McKairnes will be charged with developing comedies, scouting out international formats and researching multiplatform opportunities for basic and premium cable.
He reports to CBS Paramount Network TV prexy David Stapf.
“I worked with Jim for years on the network side and have always admired and respected his intuition for what makes good programming and for what audiences want to watch,” Stapf said.
CBS Paramount set up a dedicated department for cable programming in 2006, when CBS exec Bajaria moved to the studio and started scouting for lower-cost pay- and basic-cable scripted fare.
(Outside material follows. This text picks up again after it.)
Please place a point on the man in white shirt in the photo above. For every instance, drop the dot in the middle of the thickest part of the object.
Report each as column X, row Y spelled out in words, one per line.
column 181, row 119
Company, which had produced “The 4400” for USA, also is behind A&E’s original drama “The Cleaner,” starring Benjamin Bratt.
Other projects the studio’s cable side has in the works include Sci Fi’s two-hour pilot “Revolutions,” from Ed Redlich, John Bellucci and Simon West.
CBS Par also is developing drama projects such as “Bicoastal” (Showtime), “Covenants” (FX) and “Sheiks of Polk County” (AMC). CBS Par has the comedy “Jingle” in the works for Showtime.
“The demand for original programming on cable networks is growing,” Stapf said. “Our goal is to service those needs and develop valuable content assets for the company in the process.”
McKairnes returns to CBS after a short stint at Discovery Communications, where he oversaw scheduling and planning for the Maryland-based company’s 11 networks.
Prior to Discovery, the exec spent 13 years at CBS, working his way up from a job in current programming to senior VP of program planning and scheduling. Exec is well-known for his encyclopedic knowledge of TV’s past and was long CBS’ go-to guy for historical data.